Jones gives us these discoveries and conclusions by the man running a mobile drilling rover on the moon:
"What's the matter? Isn't it working right?" Sam asked anxiously.
Jim hesitated. "It indicates the presence of several silicates, some carbonates, and a high percentage of oxides. These are mostly of sodium, calcium, and iron, as you might expect. But there's something wrong with your calibration. The atomic and molecular characteristics aren't coming through right."
"....If the atomic weights are different, and the energy levels are different, they have to be different elements. It doesn't make sense."
"....It means the moon just doesn't belong, Sam! It means the moon is completely foreign to anything in the Solar System, in the whole galaxy—in any galaxy we have been able to analyze. It means the moon has come from somewhere else, from a region of space where atoms and electrons are not even the same as atoms and electrons here. It must be a somewhere that's so far away it's beyond the edge of space as we know it!"
Eventually the scientist drawing these conclusions, and some even more alarming ones, is fired and blacklisted.
He tries a press conference.
....Eddie Fry called him two days later. Eddie was the reporter who knew him best. "They killed the story," said Eddie. "We had to clear it with government sources, and they persuaded every press association and newspaper that knew about it to kill it. They said it would destroy the national economy that was being built up on the space program. We tried to make them believe it, Jim, but we couldn't do it. It was hard enough to be convinced when we were listening to you. Second hand, it just wouldn't go over. You really can't blame them....

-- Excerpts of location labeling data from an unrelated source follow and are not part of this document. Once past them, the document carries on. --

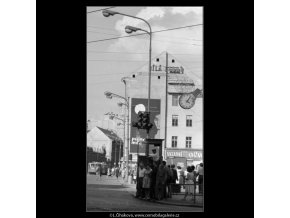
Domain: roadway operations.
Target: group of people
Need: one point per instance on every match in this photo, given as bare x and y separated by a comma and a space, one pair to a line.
156, 181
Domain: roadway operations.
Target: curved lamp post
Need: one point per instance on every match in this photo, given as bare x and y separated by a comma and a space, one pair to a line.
110, 95
130, 29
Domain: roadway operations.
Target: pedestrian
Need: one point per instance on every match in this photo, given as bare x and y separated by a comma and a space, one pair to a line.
200, 178
117, 172
140, 191
113, 171
189, 181
181, 178
135, 176
169, 180
108, 172
161, 178
98, 176
153, 180
174, 179
124, 173
146, 182
155, 156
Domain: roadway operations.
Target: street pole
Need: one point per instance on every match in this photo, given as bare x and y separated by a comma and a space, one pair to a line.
128, 140
166, 106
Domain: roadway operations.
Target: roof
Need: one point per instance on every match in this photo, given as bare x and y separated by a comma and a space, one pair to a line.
109, 133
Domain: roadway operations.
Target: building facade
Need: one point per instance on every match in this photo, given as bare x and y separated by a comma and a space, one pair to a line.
181, 129
102, 142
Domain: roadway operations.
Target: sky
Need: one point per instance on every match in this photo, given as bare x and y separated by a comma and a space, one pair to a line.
108, 61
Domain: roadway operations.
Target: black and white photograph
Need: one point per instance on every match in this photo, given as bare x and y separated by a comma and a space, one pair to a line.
144, 150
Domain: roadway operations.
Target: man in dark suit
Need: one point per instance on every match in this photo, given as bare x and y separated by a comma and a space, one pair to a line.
174, 177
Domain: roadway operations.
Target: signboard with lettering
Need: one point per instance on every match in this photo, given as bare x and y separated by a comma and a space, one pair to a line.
159, 67
195, 155
177, 161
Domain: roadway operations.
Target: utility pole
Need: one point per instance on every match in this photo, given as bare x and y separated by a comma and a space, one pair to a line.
166, 105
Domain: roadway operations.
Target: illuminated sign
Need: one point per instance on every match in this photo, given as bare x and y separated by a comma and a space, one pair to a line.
188, 154
179, 70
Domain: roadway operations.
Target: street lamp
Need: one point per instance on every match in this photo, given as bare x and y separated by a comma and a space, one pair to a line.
130, 29
110, 95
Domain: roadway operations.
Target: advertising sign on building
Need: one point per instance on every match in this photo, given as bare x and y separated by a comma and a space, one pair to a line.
140, 104
177, 161
195, 155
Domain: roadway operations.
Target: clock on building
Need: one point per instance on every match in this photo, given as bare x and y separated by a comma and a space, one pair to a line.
187, 101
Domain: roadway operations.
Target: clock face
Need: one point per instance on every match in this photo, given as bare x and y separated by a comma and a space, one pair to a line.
186, 101
139, 107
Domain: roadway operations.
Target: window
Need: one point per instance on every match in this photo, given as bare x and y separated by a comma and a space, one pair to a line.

The scientist, his colleague, and their spouses move to northern Canada. It's an interesting choice made by Jones: taking characters who have been indoors throughout the story and shoving them into wide open and unprotected spaces.

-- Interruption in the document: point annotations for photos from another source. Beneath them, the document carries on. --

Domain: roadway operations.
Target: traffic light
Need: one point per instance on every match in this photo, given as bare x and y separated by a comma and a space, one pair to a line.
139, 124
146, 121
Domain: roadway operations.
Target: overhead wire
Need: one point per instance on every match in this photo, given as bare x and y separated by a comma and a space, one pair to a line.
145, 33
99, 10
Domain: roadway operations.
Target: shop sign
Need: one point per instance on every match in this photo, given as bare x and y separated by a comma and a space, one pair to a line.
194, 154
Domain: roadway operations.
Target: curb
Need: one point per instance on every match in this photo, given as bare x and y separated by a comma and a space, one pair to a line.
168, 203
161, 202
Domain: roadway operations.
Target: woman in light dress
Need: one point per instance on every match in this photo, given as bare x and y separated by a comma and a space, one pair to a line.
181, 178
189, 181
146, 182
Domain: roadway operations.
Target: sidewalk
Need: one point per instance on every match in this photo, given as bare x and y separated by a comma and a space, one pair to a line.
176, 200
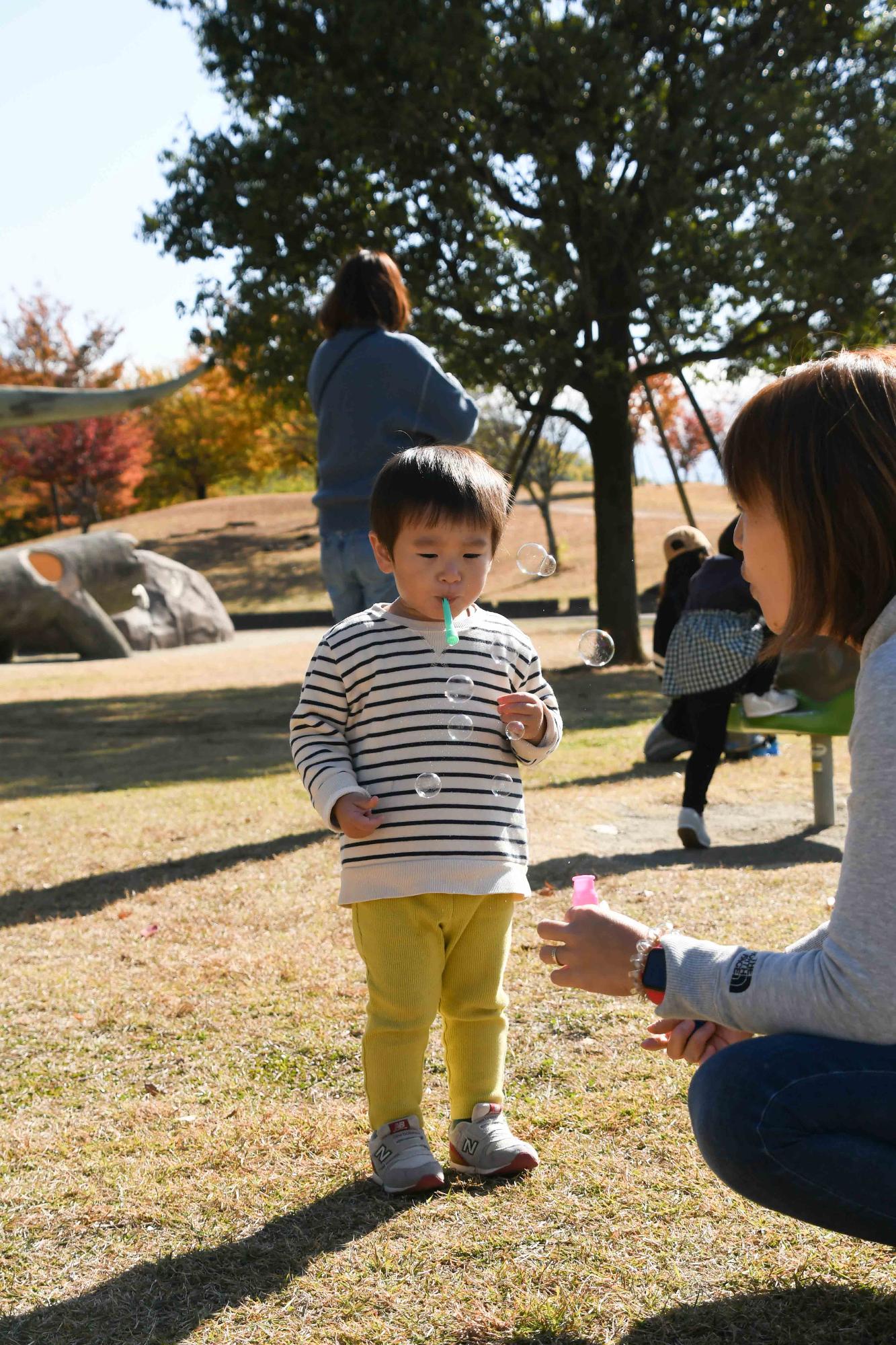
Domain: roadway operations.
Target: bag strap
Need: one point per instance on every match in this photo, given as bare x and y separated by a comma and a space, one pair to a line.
345, 356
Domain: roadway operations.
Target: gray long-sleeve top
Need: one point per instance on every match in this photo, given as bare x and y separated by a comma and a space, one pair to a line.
388, 393
838, 981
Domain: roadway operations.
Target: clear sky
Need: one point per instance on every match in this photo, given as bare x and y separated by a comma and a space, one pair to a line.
89, 96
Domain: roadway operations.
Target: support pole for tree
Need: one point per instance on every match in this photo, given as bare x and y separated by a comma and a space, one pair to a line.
670, 457
529, 439
680, 375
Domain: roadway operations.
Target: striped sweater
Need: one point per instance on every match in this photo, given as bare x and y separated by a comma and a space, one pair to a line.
374, 716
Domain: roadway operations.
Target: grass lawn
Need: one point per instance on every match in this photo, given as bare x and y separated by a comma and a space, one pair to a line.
182, 1121
263, 552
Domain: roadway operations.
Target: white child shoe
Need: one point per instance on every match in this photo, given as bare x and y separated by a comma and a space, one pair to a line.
487, 1147
772, 703
692, 831
401, 1159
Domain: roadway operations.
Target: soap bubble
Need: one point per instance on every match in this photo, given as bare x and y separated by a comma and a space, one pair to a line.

....In Canada that winter, Jim was sure the wolves howled on cold, moonlit nights more than ever before. And something new was happening to the moon. The silver light was taking on a faint tint of orange. The radio told of a very learned report by some astronomer who spoke obscurely of changes in albedo and percentages of atmospheric dust and angstroms of sunlight. Any fool could see the moon was changing color.

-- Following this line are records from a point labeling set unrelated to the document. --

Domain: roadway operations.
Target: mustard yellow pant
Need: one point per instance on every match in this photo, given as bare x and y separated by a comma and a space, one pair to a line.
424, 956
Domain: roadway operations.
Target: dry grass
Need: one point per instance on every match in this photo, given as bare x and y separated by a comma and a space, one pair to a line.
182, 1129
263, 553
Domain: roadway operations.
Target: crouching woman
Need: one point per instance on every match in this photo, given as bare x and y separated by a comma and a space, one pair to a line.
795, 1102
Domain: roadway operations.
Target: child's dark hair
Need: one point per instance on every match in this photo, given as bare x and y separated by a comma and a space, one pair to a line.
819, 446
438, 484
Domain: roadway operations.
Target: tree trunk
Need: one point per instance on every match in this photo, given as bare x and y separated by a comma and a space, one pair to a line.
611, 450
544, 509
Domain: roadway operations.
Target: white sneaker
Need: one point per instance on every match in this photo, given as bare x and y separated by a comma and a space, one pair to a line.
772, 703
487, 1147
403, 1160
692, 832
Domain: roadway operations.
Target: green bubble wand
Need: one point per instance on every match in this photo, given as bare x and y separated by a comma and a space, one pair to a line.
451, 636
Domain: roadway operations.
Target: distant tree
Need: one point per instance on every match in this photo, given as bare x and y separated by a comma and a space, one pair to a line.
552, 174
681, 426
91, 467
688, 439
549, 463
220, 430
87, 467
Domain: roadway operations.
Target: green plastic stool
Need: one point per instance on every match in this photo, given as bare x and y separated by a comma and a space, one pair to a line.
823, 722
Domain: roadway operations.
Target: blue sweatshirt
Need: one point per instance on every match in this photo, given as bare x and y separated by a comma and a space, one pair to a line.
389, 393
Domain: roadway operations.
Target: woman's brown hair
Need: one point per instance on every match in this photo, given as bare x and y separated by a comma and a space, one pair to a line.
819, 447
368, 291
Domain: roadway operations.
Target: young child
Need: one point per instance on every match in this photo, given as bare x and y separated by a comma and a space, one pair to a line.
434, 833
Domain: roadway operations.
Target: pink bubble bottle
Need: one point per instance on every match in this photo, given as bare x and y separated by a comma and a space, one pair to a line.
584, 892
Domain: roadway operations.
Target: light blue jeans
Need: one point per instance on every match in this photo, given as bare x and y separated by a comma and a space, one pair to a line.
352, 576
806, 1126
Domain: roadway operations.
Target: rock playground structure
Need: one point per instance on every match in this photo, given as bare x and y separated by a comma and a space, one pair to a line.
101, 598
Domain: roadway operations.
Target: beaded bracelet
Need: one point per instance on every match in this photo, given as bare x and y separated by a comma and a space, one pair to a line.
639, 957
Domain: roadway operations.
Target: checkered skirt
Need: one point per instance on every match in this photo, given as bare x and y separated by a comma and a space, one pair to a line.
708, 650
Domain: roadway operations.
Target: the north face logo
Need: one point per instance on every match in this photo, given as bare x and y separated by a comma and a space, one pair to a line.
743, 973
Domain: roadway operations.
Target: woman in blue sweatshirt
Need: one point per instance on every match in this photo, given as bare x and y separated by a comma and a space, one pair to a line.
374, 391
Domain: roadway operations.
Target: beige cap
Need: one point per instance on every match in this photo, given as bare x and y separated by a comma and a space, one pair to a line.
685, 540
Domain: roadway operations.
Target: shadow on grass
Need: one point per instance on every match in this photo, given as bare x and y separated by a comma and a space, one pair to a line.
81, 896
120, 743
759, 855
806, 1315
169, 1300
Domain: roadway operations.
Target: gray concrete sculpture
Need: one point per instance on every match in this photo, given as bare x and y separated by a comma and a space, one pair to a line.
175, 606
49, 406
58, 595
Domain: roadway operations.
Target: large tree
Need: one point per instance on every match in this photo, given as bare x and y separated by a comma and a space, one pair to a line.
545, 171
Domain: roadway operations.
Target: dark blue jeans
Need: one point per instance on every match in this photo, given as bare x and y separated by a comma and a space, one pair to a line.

Jim listened to the wolves howling in the forest, and he thought of Cramer's Pond when he was a boy, and of a machine tumbling into a crevasse where a terrible darkness lay, and he wondered how long it would be.
I have skipped over the most tantalizing discoveries made concerning the moon menace. They straddle the absurd/sublime borderline, and seem very rickety upon reflection. The writing style Jones employs, similar to the mainstream midcentury slick style of a Jack Finney, muds-over our second thoughts as we go along.
After "Stay Off the Moon!" I moved on to "The Moon Is Death" (1953), from the collection The Non-Statistical Man (1964).
This is slightly more hardish SF, with men from a space station in lunar orbit trying to figure out why no one has returned from any of the moon landings. Men have landed on Mars and returned, but not from our own satellite.
And this is not just landing three men at a time. This is trios of atomic rockets landing hundreds of men. Real John W. Campbell stuff. And none return. Their radio reports are normal. Until the crisis begins, usually on day three. Then nothing.
It's a lovely ghostly tale of skeletons in space suits, weird clues, and dead men's dying diary entries.